The biggest ever fine to be levied on a technology company, the U.S. Federal Trade Commission has decided to levy a fine of $5 billion on Facebook. This eclipses the last fine paid by Google, which was at $223 million.The Federal Trade Commission voted to fine Facebook for privacy violations and mishandling user data.

The vote went 3-2, as Republicans wanted the fine levied; and Democrats were against it. The case now moves to the Justice  Department’s civil division for review. The punishment was long expected, but will not necessarily make a dent in the company’s pockets.
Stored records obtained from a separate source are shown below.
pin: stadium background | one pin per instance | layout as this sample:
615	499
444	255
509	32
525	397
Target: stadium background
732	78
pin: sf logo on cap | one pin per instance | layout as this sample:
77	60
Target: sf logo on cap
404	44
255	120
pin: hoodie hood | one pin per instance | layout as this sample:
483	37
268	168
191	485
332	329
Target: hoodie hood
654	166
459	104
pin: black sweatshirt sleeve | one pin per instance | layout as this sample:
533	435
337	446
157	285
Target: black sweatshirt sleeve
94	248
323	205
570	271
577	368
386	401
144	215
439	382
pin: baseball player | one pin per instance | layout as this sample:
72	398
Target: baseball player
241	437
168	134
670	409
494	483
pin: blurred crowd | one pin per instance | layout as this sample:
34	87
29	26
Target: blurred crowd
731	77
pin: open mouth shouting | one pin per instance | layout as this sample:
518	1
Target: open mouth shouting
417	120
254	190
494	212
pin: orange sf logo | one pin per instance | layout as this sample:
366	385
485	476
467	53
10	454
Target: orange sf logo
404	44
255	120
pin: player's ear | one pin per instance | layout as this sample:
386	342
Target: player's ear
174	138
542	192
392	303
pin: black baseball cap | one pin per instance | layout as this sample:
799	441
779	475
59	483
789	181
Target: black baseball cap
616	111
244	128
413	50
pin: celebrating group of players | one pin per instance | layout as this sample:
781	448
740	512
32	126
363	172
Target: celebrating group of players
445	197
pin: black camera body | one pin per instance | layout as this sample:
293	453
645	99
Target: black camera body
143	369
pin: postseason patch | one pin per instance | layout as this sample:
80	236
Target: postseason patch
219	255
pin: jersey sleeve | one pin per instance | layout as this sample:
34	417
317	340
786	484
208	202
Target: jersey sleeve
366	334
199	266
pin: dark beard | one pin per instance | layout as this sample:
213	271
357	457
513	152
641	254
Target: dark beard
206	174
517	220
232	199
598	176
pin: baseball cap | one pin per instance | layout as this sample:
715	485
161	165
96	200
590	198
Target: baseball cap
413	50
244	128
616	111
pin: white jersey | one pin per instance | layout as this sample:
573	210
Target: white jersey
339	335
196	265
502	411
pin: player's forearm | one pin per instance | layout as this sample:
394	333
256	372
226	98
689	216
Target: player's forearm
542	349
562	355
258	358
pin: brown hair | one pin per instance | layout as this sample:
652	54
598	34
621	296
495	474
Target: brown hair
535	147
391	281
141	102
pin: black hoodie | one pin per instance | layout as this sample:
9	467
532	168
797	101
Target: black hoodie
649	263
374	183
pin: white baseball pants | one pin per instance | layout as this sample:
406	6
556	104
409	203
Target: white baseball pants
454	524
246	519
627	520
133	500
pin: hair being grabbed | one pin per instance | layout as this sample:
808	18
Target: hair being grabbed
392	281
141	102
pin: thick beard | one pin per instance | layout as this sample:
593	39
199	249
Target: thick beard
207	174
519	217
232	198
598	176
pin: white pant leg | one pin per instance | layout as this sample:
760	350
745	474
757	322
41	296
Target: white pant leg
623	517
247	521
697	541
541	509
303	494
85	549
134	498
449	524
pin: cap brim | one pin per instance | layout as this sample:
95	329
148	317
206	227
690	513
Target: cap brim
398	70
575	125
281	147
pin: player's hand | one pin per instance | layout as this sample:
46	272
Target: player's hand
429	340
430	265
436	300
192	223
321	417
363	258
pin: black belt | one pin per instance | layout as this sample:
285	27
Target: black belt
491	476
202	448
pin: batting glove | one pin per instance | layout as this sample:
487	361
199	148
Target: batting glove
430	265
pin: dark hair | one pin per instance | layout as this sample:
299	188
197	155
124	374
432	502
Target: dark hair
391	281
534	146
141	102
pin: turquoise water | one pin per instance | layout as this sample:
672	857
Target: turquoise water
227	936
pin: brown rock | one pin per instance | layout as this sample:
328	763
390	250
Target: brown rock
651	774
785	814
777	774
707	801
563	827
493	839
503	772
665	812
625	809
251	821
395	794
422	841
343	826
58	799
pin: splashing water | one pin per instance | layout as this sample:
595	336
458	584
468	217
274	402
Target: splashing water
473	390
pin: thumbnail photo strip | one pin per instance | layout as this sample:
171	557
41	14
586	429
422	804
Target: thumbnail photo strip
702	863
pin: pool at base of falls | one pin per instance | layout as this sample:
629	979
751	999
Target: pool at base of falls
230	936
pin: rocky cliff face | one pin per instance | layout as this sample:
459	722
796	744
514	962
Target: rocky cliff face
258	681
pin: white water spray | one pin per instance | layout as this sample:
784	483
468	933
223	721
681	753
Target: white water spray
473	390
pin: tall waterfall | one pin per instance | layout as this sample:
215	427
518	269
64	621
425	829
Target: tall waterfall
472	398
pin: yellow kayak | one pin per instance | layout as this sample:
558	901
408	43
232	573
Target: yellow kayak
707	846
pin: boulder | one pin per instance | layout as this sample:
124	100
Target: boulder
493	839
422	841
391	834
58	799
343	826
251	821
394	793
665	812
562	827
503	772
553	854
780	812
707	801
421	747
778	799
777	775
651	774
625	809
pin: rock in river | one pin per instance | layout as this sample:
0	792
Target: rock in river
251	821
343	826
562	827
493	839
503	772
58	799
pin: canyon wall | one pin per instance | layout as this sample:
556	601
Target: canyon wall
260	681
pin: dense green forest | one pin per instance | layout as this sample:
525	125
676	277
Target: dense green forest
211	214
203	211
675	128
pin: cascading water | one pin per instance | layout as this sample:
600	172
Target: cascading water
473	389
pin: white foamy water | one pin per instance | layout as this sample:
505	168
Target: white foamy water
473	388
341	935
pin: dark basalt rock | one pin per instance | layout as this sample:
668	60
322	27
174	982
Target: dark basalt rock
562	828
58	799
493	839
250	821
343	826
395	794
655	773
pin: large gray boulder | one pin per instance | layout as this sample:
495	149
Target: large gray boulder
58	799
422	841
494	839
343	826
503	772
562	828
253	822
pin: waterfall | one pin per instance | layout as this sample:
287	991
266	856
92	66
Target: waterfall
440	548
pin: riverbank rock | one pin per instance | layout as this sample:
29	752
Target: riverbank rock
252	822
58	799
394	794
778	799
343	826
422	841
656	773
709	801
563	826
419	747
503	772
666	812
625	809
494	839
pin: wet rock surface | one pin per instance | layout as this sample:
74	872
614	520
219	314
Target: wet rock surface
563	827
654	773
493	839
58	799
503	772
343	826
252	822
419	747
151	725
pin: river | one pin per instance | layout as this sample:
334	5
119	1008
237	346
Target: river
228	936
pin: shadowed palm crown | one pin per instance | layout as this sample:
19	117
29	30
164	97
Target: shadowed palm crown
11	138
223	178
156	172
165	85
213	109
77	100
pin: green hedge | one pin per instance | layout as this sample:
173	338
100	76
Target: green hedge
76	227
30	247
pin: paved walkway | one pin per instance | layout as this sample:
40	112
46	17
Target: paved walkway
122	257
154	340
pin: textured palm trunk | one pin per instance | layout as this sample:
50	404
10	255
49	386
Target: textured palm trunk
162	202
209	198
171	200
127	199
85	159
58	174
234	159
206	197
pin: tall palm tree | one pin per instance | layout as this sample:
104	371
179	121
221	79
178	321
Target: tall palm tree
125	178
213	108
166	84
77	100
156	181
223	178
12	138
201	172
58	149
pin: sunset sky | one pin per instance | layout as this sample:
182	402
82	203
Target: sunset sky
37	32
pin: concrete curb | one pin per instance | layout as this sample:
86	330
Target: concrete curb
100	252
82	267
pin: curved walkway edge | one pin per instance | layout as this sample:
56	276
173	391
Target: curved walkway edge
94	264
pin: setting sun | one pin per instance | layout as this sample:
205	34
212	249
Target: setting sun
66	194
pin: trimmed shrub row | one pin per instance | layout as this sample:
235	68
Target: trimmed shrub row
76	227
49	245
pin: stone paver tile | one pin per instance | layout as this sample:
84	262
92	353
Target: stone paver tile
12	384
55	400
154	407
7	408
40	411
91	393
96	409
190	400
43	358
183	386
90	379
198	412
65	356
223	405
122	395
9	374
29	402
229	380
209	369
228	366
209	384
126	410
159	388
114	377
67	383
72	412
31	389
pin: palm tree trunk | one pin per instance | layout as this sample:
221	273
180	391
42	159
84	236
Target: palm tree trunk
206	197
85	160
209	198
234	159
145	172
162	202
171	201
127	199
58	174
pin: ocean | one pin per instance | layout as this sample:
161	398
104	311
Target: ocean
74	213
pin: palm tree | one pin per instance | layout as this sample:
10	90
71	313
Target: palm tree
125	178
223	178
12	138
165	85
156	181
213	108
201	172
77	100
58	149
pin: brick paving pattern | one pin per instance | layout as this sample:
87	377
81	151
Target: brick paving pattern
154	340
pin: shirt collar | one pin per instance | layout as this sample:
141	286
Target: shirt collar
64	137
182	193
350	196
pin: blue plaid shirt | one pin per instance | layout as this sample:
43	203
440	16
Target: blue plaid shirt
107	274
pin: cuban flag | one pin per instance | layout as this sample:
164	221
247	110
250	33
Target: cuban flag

However, the company will face additional restrictions and another lengthy stretch of scrutiny. While most companies would find a $5 billion fine devastating; Facebook is ready for it. The tech company earned $56 billion last year, and this year is expected to touch $69 billion. The company will ensure to remove the amount from it’s adjusted earnings.

Wall Street and Facebook executives may breathe easy; but there are many who feel this is just a ‘tap on the wrist’. Privacy advocates and law-makers are more agitated and noted that such a fine for ‘purposeful  blatant illegality’ is nothing but ‘chump change’ for the company, which makes tens of billions of dollars every year.

Others observed that what was more important was strong, clear rules to protect consumers. Some have called on the Federal Trade Commission to hold CEO Mark Zuckerberg personally liable for the privacy violations in some way.